La révolte ne doit éclater que la nuit du second croissant de la lune nouvelle. Ô Gaulois opprimés, ajouta le druide inspiré, ô vous tous, de toutes contrées, qui gémissez dans l’esclavage… je vous vois… je vous vois à l’approche de ce moment solennel !… les yeux levés vers le ciel, n’ayant tous qu’un seul regard ! attendant le signal tant de fois aussi attendu par nos pères… Il paraît… il a paru le croissant d’or sur le bleu du firmament ! Alors, je n’entends qu’un seul bruit d’un bout à l’autre de la Gaule ! le bruit des fers qui se brisent ! Je n’entends qu’un seul cri : « Vengeance et liberté ! »

– Vengeance et liberté ! répétèrent les Enfants du Gui en secouant leurs fers.
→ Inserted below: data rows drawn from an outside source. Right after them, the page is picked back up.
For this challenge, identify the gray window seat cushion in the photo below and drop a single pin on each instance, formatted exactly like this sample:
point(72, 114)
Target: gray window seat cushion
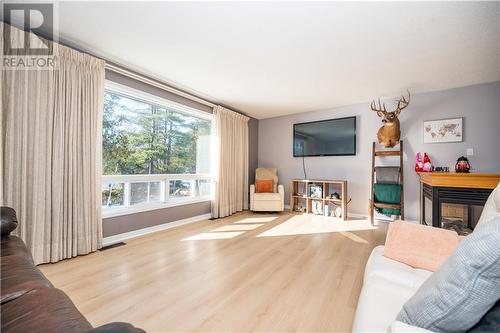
point(463, 289)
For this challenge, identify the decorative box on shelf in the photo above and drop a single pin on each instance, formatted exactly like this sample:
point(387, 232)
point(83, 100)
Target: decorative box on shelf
point(323, 197)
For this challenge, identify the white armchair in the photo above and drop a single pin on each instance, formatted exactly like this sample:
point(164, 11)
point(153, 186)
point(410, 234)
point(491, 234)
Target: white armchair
point(267, 202)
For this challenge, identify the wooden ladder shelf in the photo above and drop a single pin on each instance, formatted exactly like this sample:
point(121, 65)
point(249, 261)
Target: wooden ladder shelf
point(385, 153)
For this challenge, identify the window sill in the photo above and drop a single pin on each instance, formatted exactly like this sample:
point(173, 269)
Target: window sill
point(120, 211)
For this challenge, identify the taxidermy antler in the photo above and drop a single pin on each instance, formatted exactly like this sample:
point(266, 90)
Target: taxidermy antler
point(388, 135)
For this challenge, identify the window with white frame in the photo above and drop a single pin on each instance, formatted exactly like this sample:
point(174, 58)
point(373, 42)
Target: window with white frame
point(156, 152)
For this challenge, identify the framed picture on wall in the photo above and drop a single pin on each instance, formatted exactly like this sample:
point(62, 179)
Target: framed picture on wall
point(444, 130)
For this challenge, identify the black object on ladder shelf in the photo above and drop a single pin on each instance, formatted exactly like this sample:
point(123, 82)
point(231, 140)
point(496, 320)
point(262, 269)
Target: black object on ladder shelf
point(387, 204)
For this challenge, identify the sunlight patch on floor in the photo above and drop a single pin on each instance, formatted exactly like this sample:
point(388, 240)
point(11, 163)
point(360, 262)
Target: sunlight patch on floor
point(354, 237)
point(305, 225)
point(214, 235)
point(238, 227)
point(264, 219)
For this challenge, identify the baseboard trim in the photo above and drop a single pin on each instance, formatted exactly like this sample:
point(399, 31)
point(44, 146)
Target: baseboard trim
point(141, 232)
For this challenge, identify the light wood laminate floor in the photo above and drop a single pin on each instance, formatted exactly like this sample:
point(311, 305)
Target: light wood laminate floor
point(249, 272)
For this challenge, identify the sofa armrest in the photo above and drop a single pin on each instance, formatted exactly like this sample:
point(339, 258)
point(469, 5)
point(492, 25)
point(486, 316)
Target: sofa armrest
point(400, 327)
point(116, 327)
point(8, 220)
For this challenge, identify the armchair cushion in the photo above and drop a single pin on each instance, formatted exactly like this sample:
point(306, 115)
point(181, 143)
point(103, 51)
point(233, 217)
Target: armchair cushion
point(264, 186)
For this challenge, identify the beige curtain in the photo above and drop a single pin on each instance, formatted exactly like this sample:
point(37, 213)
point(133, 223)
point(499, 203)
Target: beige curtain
point(231, 183)
point(51, 132)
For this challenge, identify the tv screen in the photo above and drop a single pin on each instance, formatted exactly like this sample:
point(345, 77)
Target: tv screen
point(334, 137)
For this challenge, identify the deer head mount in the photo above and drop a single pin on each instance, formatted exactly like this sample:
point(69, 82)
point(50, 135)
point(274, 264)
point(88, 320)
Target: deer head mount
point(389, 134)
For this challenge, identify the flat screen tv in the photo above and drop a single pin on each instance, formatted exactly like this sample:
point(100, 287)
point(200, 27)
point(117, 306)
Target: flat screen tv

– Toute insurrection sans chef, sans ordre, est funeste et stérile, reprit le druide. Que l’heure de la délivrance sonne… êtes-vous prêts ?

– Nous sommes prêts, dit un esclave de labour ; la nuit de la délivrance venue, les esclaves de chaque métairie isolée assomment les Romains et les gardiens…

– En épargnant les femmes et les enfants, dit le druide ; les femmes et les enfants de nos ennemis sont sacrés pour nous…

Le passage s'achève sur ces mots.